Congregating in darkness, following distant lights, the expectant audience for the Abbey theatre’s first live performance in six months would probably have settled for crumbs. The Great Hunger of the title of Patrick Kavanagh’s poem from 1942 was never intended to refer to our present craving to share the experience of live performance. But in its imagination and scale, this outdoor staging created something expansive and communal. Singer Lisa O’Neill, with a guttural, elemental tone, lured the audience into open ground where, in the distance, the “small farmer” Paddy McGuire (Liam Carney) railed bitterly against the confines of his lot. From there, the multi-talented troupe of 10 musicians and 16 actors conjured episodes from McGuire’s frustrated rural life, taking the text as a starting point for a series of luminous moments, set among trees. Conor Linehan’s infectious jazz-folk music, Paul Keogan’s lighting and the overall conception by co-directors Caitríona McLaughlin and Conall Morrison combined to create a performance that fused past and present.

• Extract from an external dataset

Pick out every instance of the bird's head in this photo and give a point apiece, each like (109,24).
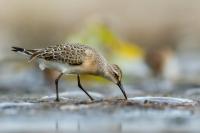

Following last year’s Beckett’s Room, which had no actors on stage, Dead Centre’s clever and original new production reverses the experiment. In To Be a Machine (Version 1.0), an actor (Jack Gleeson) stands on a bare stage speaking remotely, by livestream, to an audience that is both there and not there. As the lights go up on the empty auditorium, each viewer from home can make out their own face glowing on a tablet screen from the rows of seats. These pre-recorded images of disembodied heads prove to be an apt metaphor for an excursion into transhumanism, and for the creation of a theatre performance when we can’t be in a room together.

Based on Mark O’Connell’s award-winning book about attempts made by scientists to transcend the body through technology, Gleeson plays the author, presenting his ideas in Ted-talk style. Whether by uploading our brains to the cloud, or the more extreme measure of freezing decapitated heads in a cryonics lab – each experiment becomes a reference to the art of theatre. With growing doubt, Gleeson questions his ability to be “himself”. As an actor, can he “upload” the character he is playing, or maybe even merge with him? Either way, he is suffering from “a serious case of the human condition”. Even Version 2.0 might not be able to rectify that.